Kotlin에 있는 Kafka Consumer에서 다음과 같은 질문을 받았습니다.

val messageCount = consumer.listTopics().entries.filter { it.key == topicName }
    .map {
        it.value.map { topicInfo -> TopicPartition(topicInfo.topic(), topicInfo.partition()) }
    }.map { consumer.endOffsets(it).values.sum() - consumer.beginningOffsets(it).values.sum()}
    .first()

매우 개략적인 코드입니다.지금 막 작업을 시작했는데 기본적으로는 엔딩 오프셋에서 토픽의 시작 오프셋을 빼면 토픽의 현재 메시지 수가 됩니다.

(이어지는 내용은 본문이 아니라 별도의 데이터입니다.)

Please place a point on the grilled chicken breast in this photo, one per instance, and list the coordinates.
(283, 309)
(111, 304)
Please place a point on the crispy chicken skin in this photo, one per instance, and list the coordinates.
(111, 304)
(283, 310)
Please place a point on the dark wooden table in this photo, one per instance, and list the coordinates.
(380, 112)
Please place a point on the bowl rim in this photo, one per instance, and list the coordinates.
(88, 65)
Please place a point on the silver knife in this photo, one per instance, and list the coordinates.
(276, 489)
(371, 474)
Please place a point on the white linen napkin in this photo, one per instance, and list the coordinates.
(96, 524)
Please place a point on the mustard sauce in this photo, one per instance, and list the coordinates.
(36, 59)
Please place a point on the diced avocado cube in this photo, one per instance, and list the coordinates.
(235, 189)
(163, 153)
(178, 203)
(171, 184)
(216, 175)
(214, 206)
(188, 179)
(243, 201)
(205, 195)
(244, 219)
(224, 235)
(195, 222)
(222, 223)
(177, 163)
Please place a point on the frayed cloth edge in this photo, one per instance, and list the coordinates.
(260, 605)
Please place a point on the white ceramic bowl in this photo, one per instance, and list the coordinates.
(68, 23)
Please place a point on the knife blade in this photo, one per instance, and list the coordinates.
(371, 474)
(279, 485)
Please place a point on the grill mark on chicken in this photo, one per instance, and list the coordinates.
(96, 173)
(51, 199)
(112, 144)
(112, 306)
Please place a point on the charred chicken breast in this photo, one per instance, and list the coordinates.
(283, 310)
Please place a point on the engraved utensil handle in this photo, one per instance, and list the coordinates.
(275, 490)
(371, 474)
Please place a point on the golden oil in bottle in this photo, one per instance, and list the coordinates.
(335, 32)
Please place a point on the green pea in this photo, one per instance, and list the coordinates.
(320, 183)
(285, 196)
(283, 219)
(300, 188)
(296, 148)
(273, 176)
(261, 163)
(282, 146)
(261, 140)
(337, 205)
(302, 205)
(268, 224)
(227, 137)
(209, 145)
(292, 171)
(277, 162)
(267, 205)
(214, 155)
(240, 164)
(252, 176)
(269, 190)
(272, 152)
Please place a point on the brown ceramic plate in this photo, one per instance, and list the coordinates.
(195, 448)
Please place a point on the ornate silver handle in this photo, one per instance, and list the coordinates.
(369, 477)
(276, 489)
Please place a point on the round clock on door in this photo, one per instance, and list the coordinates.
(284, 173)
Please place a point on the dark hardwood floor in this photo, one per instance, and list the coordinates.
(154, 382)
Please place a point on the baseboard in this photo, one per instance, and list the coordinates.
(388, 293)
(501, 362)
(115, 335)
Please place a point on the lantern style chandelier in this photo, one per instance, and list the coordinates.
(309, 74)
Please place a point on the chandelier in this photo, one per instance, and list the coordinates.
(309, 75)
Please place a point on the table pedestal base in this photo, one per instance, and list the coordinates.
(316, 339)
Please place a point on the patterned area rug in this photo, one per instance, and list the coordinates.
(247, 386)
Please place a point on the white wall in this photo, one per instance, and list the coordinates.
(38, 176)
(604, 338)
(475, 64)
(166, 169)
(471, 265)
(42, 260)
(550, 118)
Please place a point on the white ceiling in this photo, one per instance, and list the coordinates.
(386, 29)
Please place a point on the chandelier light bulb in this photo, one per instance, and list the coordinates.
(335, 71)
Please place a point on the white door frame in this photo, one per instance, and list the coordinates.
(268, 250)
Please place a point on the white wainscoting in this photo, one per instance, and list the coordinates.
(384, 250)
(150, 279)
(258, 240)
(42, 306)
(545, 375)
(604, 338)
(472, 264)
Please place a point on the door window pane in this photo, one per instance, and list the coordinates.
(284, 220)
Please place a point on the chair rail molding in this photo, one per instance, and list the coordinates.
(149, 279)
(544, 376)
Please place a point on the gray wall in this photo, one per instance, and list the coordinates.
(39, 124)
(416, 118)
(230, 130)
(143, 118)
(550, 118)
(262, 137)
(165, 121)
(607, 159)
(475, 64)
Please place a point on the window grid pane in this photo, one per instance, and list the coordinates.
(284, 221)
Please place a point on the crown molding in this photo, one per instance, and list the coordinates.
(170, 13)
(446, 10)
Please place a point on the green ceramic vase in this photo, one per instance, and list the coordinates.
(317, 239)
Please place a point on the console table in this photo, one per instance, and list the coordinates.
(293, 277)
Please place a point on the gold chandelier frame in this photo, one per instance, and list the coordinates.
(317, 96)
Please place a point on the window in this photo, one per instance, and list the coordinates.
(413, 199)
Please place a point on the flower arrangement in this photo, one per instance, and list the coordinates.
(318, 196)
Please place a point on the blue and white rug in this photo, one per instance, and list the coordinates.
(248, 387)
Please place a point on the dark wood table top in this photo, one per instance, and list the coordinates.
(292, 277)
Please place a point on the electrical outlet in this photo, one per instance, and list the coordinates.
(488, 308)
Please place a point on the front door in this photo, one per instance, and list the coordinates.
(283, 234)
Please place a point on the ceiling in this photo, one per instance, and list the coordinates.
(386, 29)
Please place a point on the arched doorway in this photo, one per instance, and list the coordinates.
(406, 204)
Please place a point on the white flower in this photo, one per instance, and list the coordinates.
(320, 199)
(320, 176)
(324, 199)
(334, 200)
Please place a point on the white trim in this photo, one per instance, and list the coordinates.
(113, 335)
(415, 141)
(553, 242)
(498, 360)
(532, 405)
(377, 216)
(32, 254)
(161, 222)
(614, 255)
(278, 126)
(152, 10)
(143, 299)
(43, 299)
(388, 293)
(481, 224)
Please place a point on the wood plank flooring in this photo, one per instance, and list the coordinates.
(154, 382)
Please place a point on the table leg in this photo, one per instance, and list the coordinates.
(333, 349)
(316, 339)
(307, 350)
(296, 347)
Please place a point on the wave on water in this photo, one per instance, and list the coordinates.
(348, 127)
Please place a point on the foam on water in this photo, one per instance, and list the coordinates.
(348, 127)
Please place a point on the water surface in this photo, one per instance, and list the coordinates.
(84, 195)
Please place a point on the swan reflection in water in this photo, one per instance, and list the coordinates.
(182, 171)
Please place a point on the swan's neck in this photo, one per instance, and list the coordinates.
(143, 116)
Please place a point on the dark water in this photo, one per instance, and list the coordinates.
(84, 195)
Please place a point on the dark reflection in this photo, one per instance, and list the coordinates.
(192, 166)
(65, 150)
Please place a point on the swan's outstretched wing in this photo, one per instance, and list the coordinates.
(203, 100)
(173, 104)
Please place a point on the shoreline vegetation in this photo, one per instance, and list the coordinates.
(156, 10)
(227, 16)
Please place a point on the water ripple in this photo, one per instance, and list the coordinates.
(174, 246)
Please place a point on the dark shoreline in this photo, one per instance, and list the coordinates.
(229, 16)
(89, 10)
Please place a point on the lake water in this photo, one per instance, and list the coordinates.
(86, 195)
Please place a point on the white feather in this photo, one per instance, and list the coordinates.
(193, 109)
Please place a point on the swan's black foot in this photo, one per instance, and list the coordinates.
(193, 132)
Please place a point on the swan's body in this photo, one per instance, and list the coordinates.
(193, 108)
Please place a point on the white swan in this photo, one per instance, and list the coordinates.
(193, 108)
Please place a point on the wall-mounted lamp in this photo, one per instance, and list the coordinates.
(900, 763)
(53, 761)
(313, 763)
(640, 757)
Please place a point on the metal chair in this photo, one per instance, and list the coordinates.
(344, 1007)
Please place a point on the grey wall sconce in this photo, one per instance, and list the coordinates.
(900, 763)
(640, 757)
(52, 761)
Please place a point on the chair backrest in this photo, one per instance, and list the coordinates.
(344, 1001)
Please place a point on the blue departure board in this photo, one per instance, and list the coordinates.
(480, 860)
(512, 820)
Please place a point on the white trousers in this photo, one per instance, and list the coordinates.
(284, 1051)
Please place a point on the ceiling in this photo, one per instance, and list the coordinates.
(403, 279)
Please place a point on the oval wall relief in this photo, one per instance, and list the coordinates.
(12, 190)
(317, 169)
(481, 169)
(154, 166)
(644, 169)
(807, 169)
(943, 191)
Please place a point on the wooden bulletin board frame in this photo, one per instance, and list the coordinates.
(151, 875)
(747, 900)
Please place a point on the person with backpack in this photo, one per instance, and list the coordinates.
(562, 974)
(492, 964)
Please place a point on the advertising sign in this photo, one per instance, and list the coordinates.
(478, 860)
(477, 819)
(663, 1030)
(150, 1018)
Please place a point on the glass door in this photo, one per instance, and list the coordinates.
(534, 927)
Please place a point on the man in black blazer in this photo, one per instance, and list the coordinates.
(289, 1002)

항목에서 오래된 메시지가 삭제될 수 있는 다른 구성(정리 정책, 보존-ms 등) 때문에 끝 오프셋에만 의존할 수는 없습니다.오프셋은 앞으로만 "이동"하므로 끝 오프셋에 더 가깝게 앞으로 이동하는 간격띄우기(또는 토픽에 메시지가 없는 경우 현재 동일한 값으로 이동)입니다.

기본적으로 끝 오프셋은 해당 항목을 통과한 전체 메시지 수를 나타내며, 두 항목 간의 차이는 현재 항목에 포함된 메시지 수를 나타냅니다.

Kafka Manager의 최신 버전에는 Summed Recent Offsets라는 제목의 컬럼이 있습니다.

Kafka 문서에서 발췌한 내용

0.9.0.0의 폐지

kafka-consumer-offset-checker.sh (kafka.tools)ConsumerOffsetChecker)는 더 이상 사용되지 않습니다.앞으로 kafka-consumer-groups.sh(kafka.admin)을 사용해 주세요.Consumer Group Command)를 참조하십시오.

서버와 클라이언트 양쪽에서 SSL을 유효하게 한 Kafka 브로커를 실행하고 있습니다.아래 명령어 사용

kafka-consumer-groups.sh --bootstrap-server Broker_IP:Port --list --command-config /tmp/ssl_config kafka-consumer-groups.sh --bootstrap-server Broker_IP:Port --command-config /tmp/ssl_config --describe --group group_name_x

여기서 /tmp/ssl_config는 다음과 같습니다.

security.protocol=SSL
ssl.truststore.location=truststore_file_path.jks
ssl.truststore.password=truststore_password
ssl.keystore.location=keystore_file_path.jks
ssl.keystore.password=keystore_password
ssl.key.password=key_password

서버의 JMX 인터페이스에 액세스 할 수 있는 경우, 시작 오프셋과 종료 오프셋은 다음과 같습니다.

kafka.log:type=Log,name=LogStartOffset,topic=TOPICNAME,partition=PARTITIONNUMBER
kafka.log:type=Log,name=LogEndOffset,topic=TOPICNAME,partition=PARTITIONNUMBER

)TOPICNAME&PARTITIONNUMBER특정 파티션의 각 복제본을 확인해야 합니다.그렇지 않으면 어떤 브로커가 특정 파티션의 리더인지 알아내야 합니다(이것은 시간이 지남에 따라 변경될 수 있습니다).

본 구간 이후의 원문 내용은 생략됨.